Newcastle’s Stephenson workshop repurposed as business centre – BBC News


Image caption, The Pattern Shop is where Robert Stephenson built and exported steam engines all around the world

  • Author, Julie Smith
  • Role, BBC Look North

A pandemic-delayed conversion of a Victorian engineering workshop will inspire creativity, a developer has said.

The Pattern Shop in Newcastle is where Robert Stephenson built and exported steam engines all around the world in the late-1800s.

The Grade II listed structure fell empty in 2008 and was “slowly becoming derelict”, Newcastle City Council said, before plans were submitted to turn it into a business centre.

People are able to visit the completed £9m regeneration on Saturday evening, which features original fittings such as cast iron pillars in the engine hall.

Stephenson’s most famous invention, the Rocket, was the first modern steam locomotive.

The Pattern Shop sits on 4.3 acres of brownfield land within the Stephenson Quarter, behind Central Station.

Developers converted the building with an emphasis on retaining as many original features as possible.

Image caption, The original large arched windows were preserved

Newcastle City Council said the completion was the culmination of a “difficult two-year period which overcame a pandemic, a change of contractor when the original contractor went bust, and rampant inflation which pushed the cost of building materials through the roof”.

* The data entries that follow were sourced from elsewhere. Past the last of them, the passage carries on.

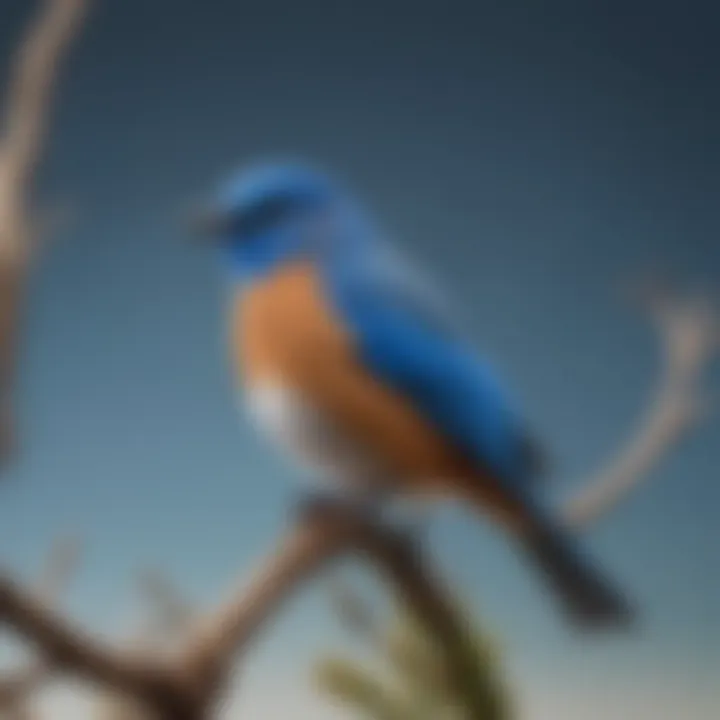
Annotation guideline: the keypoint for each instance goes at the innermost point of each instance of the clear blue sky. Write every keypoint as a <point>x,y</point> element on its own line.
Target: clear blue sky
<point>534,156</point>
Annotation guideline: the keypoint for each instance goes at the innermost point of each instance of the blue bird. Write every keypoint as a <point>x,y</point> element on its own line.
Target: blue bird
<point>354,365</point>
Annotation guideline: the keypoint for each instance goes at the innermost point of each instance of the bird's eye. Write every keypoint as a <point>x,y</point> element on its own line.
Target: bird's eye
<point>263,216</point>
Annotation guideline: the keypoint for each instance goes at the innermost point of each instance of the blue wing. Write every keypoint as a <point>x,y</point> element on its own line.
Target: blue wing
<point>407,336</point>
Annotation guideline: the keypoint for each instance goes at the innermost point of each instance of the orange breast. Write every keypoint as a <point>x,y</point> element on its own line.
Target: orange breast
<point>284,331</point>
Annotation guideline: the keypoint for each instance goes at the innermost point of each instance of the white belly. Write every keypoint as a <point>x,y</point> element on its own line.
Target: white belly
<point>308,437</point>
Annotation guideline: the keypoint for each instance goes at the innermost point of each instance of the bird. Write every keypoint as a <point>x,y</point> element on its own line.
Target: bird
<point>353,363</point>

Heritage expert Lauren Dunbar, from the Common Room, said working in a historical building was “inspiring”.

“I think working somewhere like this really adds weight to what you can create and what you can do,” she said.

The Pattern Shop is the first in a collection of planned buildings within the Stephenson Quarter called Founders Place.

Members of the public can join a tour of the building on Saturday between 18:30 and 22:00 BST, as part of the late shows series.